Thanks to the son’s finding that job, things never got to a situation where bankruptcy was considered, but as we have noted in previous posts, that doesn’t always happen. Unexpected medical bills can leave you in a major financial lurch.

Even when you have insurance unique circumstances can cause problems and in the face of inflexible providers and insurers, pressure can build to a monetary breaking point. Obtaining debt relief depends on understanding what your plan covers and what rights you have to recover equilibrium when surprising medical bills hit.

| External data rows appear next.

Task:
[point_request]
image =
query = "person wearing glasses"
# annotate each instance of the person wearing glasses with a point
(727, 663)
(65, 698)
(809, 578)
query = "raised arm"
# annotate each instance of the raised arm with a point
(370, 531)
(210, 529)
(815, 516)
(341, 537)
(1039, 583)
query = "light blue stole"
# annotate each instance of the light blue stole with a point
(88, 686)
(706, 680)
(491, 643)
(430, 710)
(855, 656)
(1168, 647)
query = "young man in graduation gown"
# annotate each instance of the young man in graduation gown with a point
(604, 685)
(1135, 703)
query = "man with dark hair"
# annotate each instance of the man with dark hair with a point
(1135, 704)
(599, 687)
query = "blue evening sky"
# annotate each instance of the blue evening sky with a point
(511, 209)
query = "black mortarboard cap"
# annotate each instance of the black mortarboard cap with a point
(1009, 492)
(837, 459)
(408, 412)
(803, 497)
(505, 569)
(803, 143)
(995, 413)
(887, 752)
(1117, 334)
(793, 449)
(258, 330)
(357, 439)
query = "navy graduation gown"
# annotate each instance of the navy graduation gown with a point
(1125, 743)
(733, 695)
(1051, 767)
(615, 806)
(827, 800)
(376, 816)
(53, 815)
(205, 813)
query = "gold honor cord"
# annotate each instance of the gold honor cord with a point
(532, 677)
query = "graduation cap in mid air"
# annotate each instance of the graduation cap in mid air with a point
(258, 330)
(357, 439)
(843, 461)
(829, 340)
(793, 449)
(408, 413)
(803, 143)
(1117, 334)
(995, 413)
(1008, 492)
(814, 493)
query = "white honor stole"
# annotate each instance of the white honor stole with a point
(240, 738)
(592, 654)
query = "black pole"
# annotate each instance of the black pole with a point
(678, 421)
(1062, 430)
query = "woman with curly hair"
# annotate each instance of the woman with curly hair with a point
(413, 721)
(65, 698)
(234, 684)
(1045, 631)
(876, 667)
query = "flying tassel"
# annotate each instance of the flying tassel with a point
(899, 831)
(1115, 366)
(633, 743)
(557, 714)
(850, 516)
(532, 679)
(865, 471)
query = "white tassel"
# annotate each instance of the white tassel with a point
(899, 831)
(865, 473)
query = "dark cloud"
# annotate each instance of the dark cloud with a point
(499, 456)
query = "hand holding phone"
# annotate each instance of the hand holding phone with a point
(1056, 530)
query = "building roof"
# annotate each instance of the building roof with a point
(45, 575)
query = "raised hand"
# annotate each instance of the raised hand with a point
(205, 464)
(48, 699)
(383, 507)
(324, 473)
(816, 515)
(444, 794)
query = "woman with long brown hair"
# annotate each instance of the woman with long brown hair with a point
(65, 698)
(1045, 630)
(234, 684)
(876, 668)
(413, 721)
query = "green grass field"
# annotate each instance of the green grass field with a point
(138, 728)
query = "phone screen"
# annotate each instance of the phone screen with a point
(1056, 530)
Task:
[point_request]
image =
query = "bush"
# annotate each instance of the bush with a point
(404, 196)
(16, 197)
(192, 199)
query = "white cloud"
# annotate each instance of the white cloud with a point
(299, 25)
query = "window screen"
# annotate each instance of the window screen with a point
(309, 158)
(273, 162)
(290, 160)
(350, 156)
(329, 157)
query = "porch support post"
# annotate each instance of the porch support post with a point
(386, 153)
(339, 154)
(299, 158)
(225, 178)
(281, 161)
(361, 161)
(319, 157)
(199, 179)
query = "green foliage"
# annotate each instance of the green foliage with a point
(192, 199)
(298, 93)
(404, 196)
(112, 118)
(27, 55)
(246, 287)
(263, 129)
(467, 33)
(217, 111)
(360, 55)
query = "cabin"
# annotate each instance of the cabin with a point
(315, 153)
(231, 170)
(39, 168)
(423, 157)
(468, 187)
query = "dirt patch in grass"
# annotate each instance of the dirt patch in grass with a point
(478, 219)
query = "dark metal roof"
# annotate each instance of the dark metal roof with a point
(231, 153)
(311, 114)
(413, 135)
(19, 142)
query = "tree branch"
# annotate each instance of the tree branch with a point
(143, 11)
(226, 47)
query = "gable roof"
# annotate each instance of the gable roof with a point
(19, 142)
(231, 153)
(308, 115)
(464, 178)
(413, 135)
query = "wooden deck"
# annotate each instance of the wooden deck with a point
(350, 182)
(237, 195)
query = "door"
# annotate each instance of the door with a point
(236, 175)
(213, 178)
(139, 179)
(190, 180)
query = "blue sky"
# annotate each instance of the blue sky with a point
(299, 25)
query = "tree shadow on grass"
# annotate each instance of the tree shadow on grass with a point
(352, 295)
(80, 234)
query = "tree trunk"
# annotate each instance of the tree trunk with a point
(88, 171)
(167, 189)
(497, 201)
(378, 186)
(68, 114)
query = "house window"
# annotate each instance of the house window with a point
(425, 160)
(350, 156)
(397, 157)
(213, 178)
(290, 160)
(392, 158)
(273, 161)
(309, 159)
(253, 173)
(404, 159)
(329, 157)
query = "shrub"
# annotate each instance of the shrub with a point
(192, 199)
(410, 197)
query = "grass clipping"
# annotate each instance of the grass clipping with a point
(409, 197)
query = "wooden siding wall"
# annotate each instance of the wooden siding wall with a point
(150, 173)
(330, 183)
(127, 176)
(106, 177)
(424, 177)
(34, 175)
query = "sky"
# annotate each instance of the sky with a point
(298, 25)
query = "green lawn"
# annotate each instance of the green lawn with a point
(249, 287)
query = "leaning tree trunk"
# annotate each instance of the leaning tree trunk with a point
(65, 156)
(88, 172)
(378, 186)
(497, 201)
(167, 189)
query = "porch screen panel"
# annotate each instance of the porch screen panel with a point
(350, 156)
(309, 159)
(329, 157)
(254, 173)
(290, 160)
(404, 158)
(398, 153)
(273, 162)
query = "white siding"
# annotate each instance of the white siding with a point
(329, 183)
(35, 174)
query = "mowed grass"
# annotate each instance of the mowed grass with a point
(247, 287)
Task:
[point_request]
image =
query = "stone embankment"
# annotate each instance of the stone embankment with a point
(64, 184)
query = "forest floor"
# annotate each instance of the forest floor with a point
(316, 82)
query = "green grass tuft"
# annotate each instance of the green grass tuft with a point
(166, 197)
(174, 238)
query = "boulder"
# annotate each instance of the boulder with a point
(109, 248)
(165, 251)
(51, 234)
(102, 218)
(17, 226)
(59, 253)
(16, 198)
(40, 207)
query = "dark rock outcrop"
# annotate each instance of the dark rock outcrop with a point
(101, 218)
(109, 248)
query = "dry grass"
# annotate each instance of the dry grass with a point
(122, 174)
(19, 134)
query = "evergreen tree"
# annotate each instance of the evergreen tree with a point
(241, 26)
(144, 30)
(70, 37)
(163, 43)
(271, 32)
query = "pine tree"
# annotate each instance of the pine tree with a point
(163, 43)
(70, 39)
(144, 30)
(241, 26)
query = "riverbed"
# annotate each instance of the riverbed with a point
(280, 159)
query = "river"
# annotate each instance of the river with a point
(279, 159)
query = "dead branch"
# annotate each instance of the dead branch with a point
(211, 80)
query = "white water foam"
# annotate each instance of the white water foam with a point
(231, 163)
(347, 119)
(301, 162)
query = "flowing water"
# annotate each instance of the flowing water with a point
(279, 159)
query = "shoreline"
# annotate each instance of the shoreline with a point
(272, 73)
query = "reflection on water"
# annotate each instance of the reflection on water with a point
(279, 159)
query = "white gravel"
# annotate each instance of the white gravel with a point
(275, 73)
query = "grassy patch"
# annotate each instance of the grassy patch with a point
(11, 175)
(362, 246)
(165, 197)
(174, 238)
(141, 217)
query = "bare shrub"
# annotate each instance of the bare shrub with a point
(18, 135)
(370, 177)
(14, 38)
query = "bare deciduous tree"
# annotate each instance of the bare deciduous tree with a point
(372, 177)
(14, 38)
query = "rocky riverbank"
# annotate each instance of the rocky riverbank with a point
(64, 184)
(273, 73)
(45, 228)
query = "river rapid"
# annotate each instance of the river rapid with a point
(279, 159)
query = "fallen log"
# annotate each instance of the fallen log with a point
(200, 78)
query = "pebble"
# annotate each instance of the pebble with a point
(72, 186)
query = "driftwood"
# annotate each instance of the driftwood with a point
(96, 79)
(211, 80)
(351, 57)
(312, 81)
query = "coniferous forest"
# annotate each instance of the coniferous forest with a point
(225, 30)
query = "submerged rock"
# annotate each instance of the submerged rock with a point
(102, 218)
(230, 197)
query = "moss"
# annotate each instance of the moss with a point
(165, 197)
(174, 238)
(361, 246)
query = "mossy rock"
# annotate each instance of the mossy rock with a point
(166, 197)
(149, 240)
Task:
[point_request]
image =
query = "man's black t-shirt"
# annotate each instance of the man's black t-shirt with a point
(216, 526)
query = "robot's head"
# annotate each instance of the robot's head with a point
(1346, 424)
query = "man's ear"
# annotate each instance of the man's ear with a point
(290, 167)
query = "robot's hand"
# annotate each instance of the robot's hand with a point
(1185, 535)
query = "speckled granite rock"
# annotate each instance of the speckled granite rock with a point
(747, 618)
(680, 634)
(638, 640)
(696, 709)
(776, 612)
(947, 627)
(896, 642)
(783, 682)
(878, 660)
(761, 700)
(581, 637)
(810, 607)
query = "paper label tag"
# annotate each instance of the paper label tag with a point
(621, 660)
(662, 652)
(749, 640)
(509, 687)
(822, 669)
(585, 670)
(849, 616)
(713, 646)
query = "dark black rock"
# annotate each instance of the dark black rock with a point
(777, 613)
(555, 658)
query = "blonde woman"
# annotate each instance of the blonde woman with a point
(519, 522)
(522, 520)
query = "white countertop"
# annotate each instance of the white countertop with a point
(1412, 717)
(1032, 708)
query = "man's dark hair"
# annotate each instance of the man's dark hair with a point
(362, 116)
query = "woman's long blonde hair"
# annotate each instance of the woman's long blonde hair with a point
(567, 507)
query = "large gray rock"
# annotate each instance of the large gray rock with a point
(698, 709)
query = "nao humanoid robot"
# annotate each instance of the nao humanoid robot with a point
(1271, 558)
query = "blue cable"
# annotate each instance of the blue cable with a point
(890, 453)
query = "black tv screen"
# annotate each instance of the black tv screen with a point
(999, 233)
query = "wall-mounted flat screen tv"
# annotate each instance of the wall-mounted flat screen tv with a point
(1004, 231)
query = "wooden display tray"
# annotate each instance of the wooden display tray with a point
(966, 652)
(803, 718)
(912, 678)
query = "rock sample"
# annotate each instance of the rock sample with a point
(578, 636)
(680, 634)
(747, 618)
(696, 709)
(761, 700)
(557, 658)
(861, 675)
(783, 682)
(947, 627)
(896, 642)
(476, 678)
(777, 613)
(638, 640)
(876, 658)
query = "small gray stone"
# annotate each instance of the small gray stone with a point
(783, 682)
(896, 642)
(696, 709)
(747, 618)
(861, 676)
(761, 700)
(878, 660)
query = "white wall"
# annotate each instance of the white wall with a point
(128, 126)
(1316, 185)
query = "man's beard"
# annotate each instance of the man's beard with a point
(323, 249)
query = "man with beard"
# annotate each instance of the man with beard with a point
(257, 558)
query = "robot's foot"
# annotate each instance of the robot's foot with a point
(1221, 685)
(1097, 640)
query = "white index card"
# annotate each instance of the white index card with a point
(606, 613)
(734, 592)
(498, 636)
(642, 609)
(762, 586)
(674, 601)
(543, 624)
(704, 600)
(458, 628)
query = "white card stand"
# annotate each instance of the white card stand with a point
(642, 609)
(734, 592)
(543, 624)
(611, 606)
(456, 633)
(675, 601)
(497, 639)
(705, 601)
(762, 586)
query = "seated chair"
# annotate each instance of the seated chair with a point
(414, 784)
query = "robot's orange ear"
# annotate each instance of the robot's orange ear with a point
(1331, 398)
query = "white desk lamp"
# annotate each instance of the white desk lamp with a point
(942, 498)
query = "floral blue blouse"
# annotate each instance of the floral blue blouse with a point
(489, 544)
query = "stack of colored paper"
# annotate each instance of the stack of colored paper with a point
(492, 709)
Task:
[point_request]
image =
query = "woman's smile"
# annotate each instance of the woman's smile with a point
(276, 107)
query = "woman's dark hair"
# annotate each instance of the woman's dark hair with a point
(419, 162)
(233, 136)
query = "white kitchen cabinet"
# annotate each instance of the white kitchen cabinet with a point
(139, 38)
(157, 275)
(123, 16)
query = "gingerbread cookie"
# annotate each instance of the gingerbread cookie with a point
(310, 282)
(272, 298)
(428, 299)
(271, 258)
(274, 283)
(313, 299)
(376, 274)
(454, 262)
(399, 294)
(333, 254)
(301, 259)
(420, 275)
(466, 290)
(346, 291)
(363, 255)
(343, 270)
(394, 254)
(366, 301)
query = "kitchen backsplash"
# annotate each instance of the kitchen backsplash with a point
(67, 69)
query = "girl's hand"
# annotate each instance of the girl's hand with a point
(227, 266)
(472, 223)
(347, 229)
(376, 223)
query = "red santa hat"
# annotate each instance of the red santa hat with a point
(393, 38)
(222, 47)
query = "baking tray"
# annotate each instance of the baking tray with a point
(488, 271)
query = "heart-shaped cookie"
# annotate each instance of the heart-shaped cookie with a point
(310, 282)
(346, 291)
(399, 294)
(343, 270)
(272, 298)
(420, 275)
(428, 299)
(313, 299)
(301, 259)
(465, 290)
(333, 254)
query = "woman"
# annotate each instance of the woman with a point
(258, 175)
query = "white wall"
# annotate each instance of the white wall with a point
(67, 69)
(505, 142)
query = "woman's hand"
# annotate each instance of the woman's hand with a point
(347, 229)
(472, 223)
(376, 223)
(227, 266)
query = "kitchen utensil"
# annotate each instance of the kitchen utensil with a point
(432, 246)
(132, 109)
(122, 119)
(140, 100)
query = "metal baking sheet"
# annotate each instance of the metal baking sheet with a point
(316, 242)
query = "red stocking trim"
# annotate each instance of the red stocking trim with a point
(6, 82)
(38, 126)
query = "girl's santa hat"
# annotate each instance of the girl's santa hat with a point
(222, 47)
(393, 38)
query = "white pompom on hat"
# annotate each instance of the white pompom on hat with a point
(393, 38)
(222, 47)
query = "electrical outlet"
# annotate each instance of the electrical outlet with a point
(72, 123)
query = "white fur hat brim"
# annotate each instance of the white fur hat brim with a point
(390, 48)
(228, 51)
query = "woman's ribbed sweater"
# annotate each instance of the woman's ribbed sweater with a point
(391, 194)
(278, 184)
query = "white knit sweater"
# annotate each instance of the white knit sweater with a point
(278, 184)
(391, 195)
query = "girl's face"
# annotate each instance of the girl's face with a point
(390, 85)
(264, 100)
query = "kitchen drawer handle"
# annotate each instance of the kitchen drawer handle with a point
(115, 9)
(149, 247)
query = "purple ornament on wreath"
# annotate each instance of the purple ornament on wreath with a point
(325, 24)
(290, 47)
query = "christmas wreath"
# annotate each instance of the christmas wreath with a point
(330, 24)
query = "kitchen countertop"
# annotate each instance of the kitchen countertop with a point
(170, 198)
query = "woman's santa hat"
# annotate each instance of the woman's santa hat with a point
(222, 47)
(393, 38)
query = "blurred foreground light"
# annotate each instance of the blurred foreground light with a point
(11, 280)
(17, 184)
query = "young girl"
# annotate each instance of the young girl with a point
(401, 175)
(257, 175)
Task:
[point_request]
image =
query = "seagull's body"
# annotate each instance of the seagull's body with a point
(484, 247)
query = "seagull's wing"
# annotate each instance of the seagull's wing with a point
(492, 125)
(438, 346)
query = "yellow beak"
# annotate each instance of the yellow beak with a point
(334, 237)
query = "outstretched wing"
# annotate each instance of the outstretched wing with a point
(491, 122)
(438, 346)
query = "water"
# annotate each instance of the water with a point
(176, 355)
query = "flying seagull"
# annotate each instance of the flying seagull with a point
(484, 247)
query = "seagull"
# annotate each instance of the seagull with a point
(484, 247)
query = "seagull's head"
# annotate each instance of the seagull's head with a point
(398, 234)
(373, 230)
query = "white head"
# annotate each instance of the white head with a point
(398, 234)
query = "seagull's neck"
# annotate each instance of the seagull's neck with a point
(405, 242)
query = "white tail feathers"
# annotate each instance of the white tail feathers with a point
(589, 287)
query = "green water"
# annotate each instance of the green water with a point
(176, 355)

Unanticipated medical expenses is not uncommon. According to a Consumers Union survey conducted just last year, about 30 percent of Americans found themselves in situations where insurance didn’t cover the costs they thought would be.

What makes such events more frustrating is that the business of health care is so convoluted that very often it becomes nearly impossible for even a savvy consumer to know what to expect. You can ask all the right questions of hospitals and providers and be assured you will be covered only to find out later that there’s a coverage gap to fill.

A lot of times it comes down to whether the facility and doctors are in or out of network, and that is something that can be very fluid.

Industry and government officials are not blind to these issues, but solutions have been slow in coming. Until such time as they are found and implemented, consumers might find the protections of bankruptcy to be the escape hatch needed to recover financial buoyancy.